Banking on Facebook
We all know that the upcoming IPO for Facebook will be an exercise in minting money—just ask founder Mark Zuckerberg’s tax accountants, who have some busy days ahead. But could the company actually mint money in an even more literal sense? Could this young upstart, which has become essentially the currency of communication in the era of social networking, become actual currency?
It already is. It’s clearly more interesting to write about all the young millionaires the public offering will spawn, but a more consequential story is that of Facebook Credits. For many consumers, it will be a completely new way of doing business. For financial services institutions looking ahead, it’s a potential—and totally unexpected—rival. But looking even further ahead, it could be a major opportunity, at least for those willing to go for the new.
For the record, Facebook Credits are, according to the company, a virtual currency consumers can use to buy virtual goods in any games or apps of the Facebook platform that accept payments. Facebook Credits can be purchased directly from within an app using a credit card, PayPal, mobile phone and other local payment methods. While they’ve gone largely unnoticed in the public forum, the practice is getting new attention for its inclusion in the company’s public filing.
For the record, Facebook is still essentially a media company in the sense that it derives the bulk of its revenue from advertising. However, revenue from “payments and fees” spiked from $13 million in 2009 to $106 million in 2010—a growth spurt similar to the company’s own consumer adoption. That’s even before Facebook Credits became mandatory for nearly all game developers in July of last year.

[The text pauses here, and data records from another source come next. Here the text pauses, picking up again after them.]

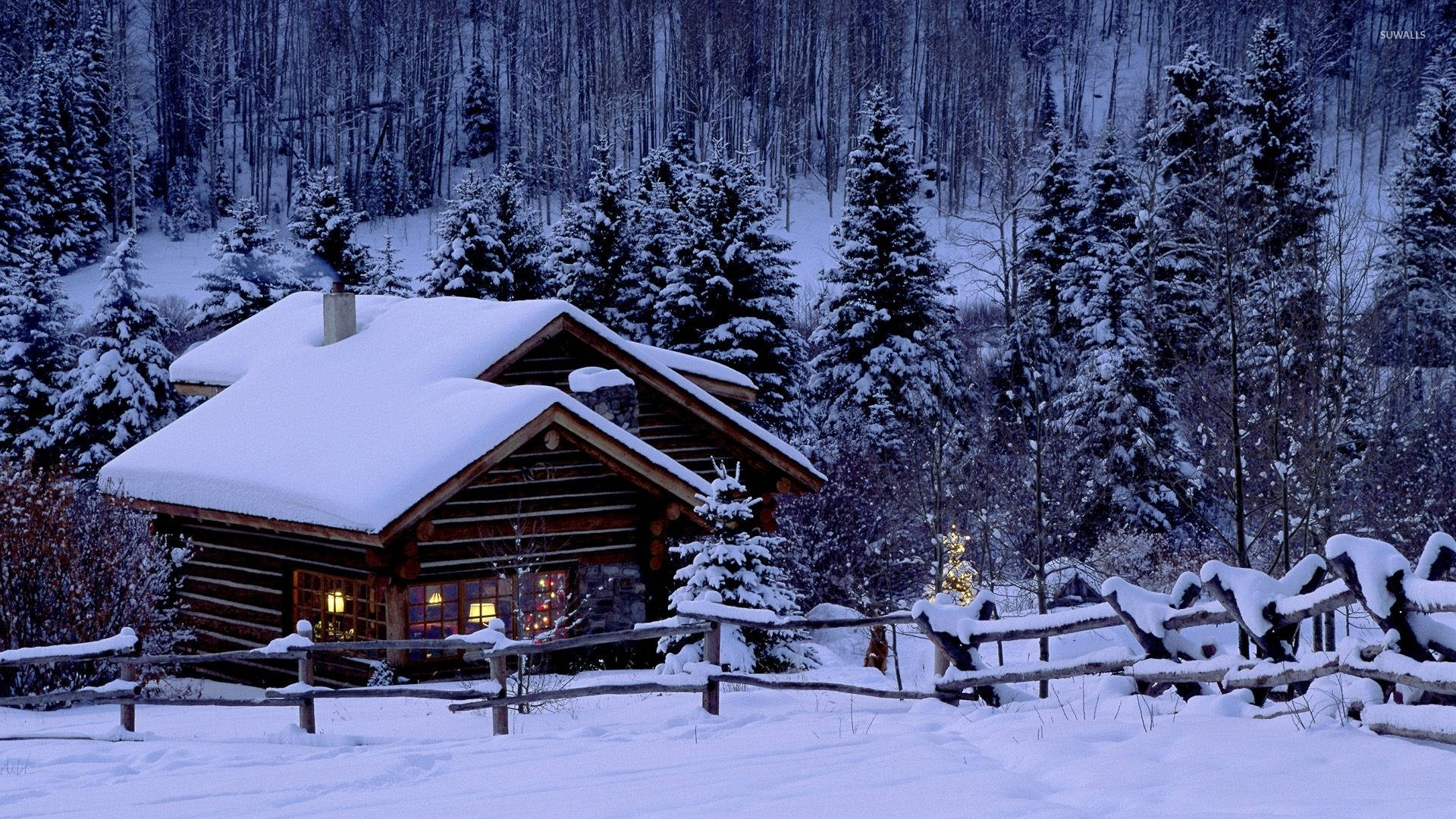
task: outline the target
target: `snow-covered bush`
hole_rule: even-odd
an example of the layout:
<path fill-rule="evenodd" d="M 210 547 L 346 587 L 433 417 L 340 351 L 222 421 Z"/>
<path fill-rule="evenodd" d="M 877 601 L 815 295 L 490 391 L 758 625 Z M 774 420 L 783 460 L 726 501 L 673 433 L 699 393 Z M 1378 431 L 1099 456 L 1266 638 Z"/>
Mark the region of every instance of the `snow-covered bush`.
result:
<path fill-rule="evenodd" d="M 773 551 L 783 538 L 753 532 L 753 507 L 759 498 L 738 481 L 738 469 L 729 475 L 718 465 L 718 478 L 709 495 L 695 512 L 708 520 L 711 532 L 695 541 L 673 546 L 673 554 L 687 561 L 673 576 L 681 581 L 673 590 L 668 606 L 680 611 L 687 602 L 721 603 L 725 606 L 796 615 L 798 595 L 785 581 L 783 571 L 773 564 Z M 804 635 L 786 630 L 722 628 L 719 660 L 728 670 L 782 672 L 818 665 L 814 650 Z M 665 654 L 664 669 L 678 672 L 702 660 L 702 637 L 665 637 L 658 643 Z"/>
<path fill-rule="evenodd" d="M 83 643 L 131 627 L 149 653 L 188 637 L 178 624 L 182 545 L 149 516 L 61 472 L 0 462 L 0 650 Z M 0 697 L 115 679 L 108 663 L 0 669 Z"/>

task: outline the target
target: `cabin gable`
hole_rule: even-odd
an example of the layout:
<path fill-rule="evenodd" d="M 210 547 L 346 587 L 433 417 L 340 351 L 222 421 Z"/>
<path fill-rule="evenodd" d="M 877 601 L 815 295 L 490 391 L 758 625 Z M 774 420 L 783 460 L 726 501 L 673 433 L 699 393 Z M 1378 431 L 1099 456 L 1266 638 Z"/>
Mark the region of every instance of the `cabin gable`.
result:
<path fill-rule="evenodd" d="M 571 392 L 572 370 L 622 369 L 636 382 L 639 439 L 705 479 L 716 477 L 715 461 L 729 468 L 741 463 L 744 484 L 753 494 L 763 497 L 782 491 L 779 481 L 786 477 L 785 471 L 770 465 L 761 449 L 748 446 L 744 436 L 732 434 L 725 426 L 711 423 L 705 412 L 695 412 L 681 396 L 668 395 L 661 379 L 636 361 L 609 353 L 591 344 L 585 334 L 572 332 L 569 322 L 562 322 L 555 332 L 539 334 L 480 377 L 501 385 L 536 383 Z M 817 482 L 811 488 L 817 488 Z"/>

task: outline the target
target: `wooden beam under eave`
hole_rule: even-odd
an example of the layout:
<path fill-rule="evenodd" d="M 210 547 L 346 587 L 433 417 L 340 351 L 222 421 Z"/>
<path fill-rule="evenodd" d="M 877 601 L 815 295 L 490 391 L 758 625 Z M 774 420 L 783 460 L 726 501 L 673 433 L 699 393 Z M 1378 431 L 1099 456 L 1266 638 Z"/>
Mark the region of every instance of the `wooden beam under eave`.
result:
<path fill-rule="evenodd" d="M 227 389 L 224 385 L 220 383 L 194 383 L 185 380 L 172 382 L 172 388 L 178 391 L 178 395 L 189 395 L 198 398 L 213 398 L 218 392 Z"/>
<path fill-rule="evenodd" d="M 229 526 L 243 526 L 246 529 L 261 529 L 264 532 L 304 535 L 309 538 L 322 538 L 325 541 L 341 541 L 345 544 L 358 544 L 363 546 L 383 545 L 383 541 L 380 539 L 379 535 L 370 532 L 358 532 L 354 529 L 339 529 L 338 526 L 322 526 L 319 523 L 298 523 L 297 520 L 280 520 L 277 517 L 261 517 L 256 514 L 243 514 L 239 512 L 202 509 L 199 506 L 183 506 L 178 503 L 141 500 L 124 495 L 119 500 L 125 501 L 128 506 L 134 509 L 150 512 L 153 514 L 166 514 L 169 517 L 205 520 L 208 523 L 226 523 Z"/>

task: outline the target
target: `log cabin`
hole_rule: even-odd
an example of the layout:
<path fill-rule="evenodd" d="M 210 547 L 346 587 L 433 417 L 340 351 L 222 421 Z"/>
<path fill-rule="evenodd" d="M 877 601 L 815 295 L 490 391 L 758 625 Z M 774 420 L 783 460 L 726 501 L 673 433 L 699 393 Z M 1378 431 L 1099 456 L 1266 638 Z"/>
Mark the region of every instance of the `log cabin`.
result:
<path fill-rule="evenodd" d="M 102 488 L 189 544 L 202 651 L 316 638 L 531 638 L 667 614 L 674 538 L 713 463 L 775 497 L 823 475 L 743 414 L 753 382 L 628 341 L 559 300 L 296 293 L 172 366 L 205 401 Z M 432 657 L 395 651 L 424 675 Z M 358 682 L 364 660 L 320 669 Z M 266 678 L 237 663 L 218 676 Z"/>

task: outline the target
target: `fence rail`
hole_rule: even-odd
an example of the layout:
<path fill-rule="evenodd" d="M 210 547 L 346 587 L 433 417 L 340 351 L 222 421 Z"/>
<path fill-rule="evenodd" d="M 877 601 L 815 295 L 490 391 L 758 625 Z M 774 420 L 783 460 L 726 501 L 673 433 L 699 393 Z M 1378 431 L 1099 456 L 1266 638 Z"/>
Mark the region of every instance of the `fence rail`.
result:
<path fill-rule="evenodd" d="M 1280 580 L 1254 570 L 1210 563 L 1198 576 L 1188 573 L 1179 579 L 1174 592 L 1168 595 L 1112 579 L 1102 587 L 1105 599 L 1102 603 L 1006 619 L 996 618 L 994 603 L 984 595 L 964 606 L 936 600 L 919 603 L 910 612 L 836 619 L 785 618 L 722 605 L 692 603 L 681 606 L 673 621 L 646 624 L 629 631 L 542 641 L 508 640 L 499 631 L 486 630 L 447 640 L 313 643 L 310 625 L 300 622 L 296 634 L 275 640 L 269 646 L 211 654 L 141 654 L 137 635 L 131 630 L 124 630 L 122 634 L 93 643 L 0 651 L 0 669 L 41 663 L 111 662 L 118 666 L 121 675 L 121 679 L 102 686 L 0 698 L 0 705 L 115 704 L 121 708 L 121 724 L 128 732 L 135 730 L 137 705 L 297 707 L 298 724 L 313 733 L 317 700 L 411 697 L 448 701 L 451 711 L 489 708 L 492 730 L 499 734 L 508 730 L 508 708 L 584 697 L 699 694 L 703 708 L 718 714 L 724 685 L 775 691 L 828 691 L 890 700 L 946 702 L 983 700 L 996 705 L 1000 702 L 999 686 L 1117 673 L 1128 676 L 1147 694 L 1172 685 L 1181 695 L 1191 697 L 1213 683 L 1223 691 L 1252 689 L 1257 702 L 1262 702 L 1275 688 L 1289 688 L 1289 694 L 1293 695 L 1310 681 L 1332 673 L 1347 673 L 1376 679 L 1388 692 L 1393 692 L 1396 683 L 1424 692 L 1418 701 L 1449 708 L 1450 723 L 1456 726 L 1456 646 L 1440 643 L 1449 630 L 1433 628 L 1431 622 L 1424 621 L 1431 614 L 1456 612 L 1456 583 L 1433 577 L 1437 567 L 1456 563 L 1456 542 L 1446 541 L 1437 542 L 1437 538 L 1433 538 L 1436 545 L 1427 546 L 1430 554 L 1424 555 L 1414 570 L 1385 544 L 1366 541 L 1351 545 L 1335 538 L 1331 539 L 1328 563 L 1318 555 L 1307 557 Z M 1335 577 L 1331 577 L 1331 571 Z M 1211 600 L 1194 603 L 1200 593 L 1207 593 Z M 1316 644 L 1313 653 L 1305 651 L 1302 657 L 1296 656 L 1300 624 L 1305 619 L 1319 618 L 1351 605 L 1360 605 L 1372 612 L 1377 625 L 1399 640 L 1390 646 L 1347 646 L 1341 656 L 1332 651 L 1332 634 L 1326 634 L 1328 640 Z M 1236 624 L 1248 635 L 1259 657 L 1190 656 L 1191 643 L 1179 634 L 1181 631 L 1229 622 Z M 510 657 L 700 634 L 703 666 L 712 667 L 719 662 L 724 628 L 805 631 L 884 625 L 914 625 L 936 647 L 938 669 L 943 673 L 938 675 L 932 691 L 729 672 L 692 672 L 658 681 L 581 685 L 518 694 L 510 694 L 507 689 Z M 983 662 L 978 653 L 978 648 L 989 643 L 1044 640 L 1118 627 L 1131 632 L 1139 648 L 1114 648 L 1069 660 L 997 666 Z M 491 679 L 459 689 L 419 685 L 335 689 L 313 683 L 313 663 L 319 656 L 390 650 L 462 651 L 472 660 L 488 662 Z M 140 670 L 147 666 L 230 660 L 297 663 L 298 682 L 266 689 L 261 698 L 166 697 L 147 691 L 137 682 Z M 1372 720 L 1373 730 L 1409 734 L 1409 730 L 1401 727 L 1399 711 L 1392 717 L 1390 707 L 1382 705 L 1377 713 L 1380 720 Z M 1401 733 L 1402 730 L 1405 733 Z M 1428 739 L 1430 733 L 1425 730 L 1423 737 Z M 1436 733 L 1447 742 L 1456 742 L 1456 727 Z"/>

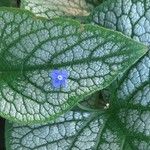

A couple of related factoids: first, while the best-known Facebook game developer, Zynga (the force behind FarmVille) has separate deals with other financial services providers like Discover, Facebook gets up to 30 percent of the face value of user purchases in Zynga’s games on the Facebook Platform. Even more interesting, the company acknowledges in its filing that “payments on the Facebook Platform could be considered a financial product.” In other words, the company could be classified as a financial services institution.
Wall Street, meet your newest occupant? No, Facebook isn’t likely to go head-to-head with JP Morgan Chase and Goldman Sachs, or even your neighborhood credit union, anytime soon. But banks and other financial entities would still be wise to take heed and consider options in this evolving marketplace.
No one, not even its most fervent backers, could have predicted Facebook’s astonishing ascent, from a Harvard dorm room in 2004 to a sixth of the world’s population in barely six years. In the process, it has redefined the very notion of daily human interaction, demolished geographic boundaries and age/class/gender/ethnic barriers, obliterated many distinctions between corporate and consumer communications, and played a key role in aiding democratic revolutions. Is the idea that it could fundamentally transform financial transactions really so far-fetched?
So far, it’s an open question as to what more traditional financial services firms can do to compete, even if they’re so inclined. Some analysts have suggested partnerships to, for example, launch co-branded credit cards. But that’s thinking small, and old. Facebook demands big, and new.
There are billions (literally) of consumers out there spending all that time on a platform that’s still largely a distraction. There are massive, and numerous, opportunities to monetize that. It’s time to innovate.